Già sostenitori di Chávez, i comunisti venezuelani sono ormai scesi sul sentiero di guerra contro Maduro, e dopo che il loro militante José Urbina è stato ucciso dalla polizia hanno annunciato che raccoglieranno firme per chiedere un referendum revocatorio contro di lui. La procedura per un revocatorio è stata comunque ora avviata dal Consiglio Nazionale Elettorale, con mossa vista però da molti come ambigua.

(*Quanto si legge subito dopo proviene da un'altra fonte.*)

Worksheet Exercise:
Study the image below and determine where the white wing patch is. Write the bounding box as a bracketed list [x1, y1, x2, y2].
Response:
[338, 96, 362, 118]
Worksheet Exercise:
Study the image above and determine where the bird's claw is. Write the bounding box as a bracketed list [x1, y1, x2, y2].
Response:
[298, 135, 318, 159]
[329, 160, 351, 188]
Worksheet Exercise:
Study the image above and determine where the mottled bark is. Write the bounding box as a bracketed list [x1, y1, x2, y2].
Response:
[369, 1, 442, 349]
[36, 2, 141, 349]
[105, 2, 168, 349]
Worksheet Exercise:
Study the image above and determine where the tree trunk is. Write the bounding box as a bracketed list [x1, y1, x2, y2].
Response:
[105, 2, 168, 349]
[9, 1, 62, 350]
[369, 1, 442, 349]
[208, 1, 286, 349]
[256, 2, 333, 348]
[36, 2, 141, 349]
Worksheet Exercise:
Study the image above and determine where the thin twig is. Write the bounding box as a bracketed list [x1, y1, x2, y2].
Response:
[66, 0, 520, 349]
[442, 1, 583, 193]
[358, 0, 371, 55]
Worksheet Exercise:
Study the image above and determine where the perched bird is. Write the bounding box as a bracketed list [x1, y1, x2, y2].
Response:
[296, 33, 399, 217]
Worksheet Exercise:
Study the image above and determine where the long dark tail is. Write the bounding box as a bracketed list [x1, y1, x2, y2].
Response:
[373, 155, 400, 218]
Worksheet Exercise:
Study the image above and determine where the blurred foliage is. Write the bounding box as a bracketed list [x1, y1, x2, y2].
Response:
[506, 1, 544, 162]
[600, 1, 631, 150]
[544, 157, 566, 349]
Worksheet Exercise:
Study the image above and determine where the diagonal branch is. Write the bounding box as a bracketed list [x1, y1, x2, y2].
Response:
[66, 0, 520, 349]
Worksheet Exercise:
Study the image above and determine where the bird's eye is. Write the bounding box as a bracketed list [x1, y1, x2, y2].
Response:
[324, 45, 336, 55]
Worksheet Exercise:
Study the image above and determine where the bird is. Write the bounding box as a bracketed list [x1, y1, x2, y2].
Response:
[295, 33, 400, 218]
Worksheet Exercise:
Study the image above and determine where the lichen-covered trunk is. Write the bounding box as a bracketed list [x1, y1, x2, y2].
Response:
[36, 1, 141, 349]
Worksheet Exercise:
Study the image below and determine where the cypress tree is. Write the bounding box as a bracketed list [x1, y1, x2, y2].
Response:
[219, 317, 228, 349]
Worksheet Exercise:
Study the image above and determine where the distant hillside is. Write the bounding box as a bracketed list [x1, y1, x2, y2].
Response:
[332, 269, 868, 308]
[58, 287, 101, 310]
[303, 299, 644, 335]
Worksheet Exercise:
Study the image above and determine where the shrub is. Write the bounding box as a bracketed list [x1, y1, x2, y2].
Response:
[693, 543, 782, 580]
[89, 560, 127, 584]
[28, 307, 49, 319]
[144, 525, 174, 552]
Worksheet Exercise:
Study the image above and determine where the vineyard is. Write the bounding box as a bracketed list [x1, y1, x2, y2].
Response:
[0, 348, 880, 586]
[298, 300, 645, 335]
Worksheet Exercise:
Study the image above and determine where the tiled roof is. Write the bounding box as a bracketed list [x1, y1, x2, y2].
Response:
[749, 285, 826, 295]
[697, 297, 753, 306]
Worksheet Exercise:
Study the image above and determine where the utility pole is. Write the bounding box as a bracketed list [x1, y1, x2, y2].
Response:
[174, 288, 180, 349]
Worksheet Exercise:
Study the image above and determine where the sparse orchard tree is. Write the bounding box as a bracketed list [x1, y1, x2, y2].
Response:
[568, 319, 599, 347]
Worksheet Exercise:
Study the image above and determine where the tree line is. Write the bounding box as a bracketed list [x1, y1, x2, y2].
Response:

Chi la intraprende finirebbe infatti per riconoscere la contestata legittimità della presidenza Maduro, al rischio di vedersi poi comunque il processo bloccato.

 

Ma anche all’interno del mainstream chavista è sempre più evidente la faida tra l’ala di Maduro e quella del numero due Diosdado Cabello.  Proprio alla luce di questa situazione ha suscitato sorpresa che Arreaza invece che invocare nuovi riconteggi e ricorsi abbia subito riconosciuto la sconfitta. “Sappiamo che nel chavismo c’è una forte frattura anche per via di procedimenti giudiziali in corso a livello internazionale, e non è un segreto l’esistenza di un settore che vorrebbe negoziare per salvarsi. Per questo l’atteggiamento di Arreaza fa pensare”, conferma Superlano. “Una cosa interessante da osservare è che Arreaza appartiene a quel piccolo gruppo di esponenti del regime che non è stato finora colpito né da sanzioni, né da procedimenti internazionali. Un caso?”.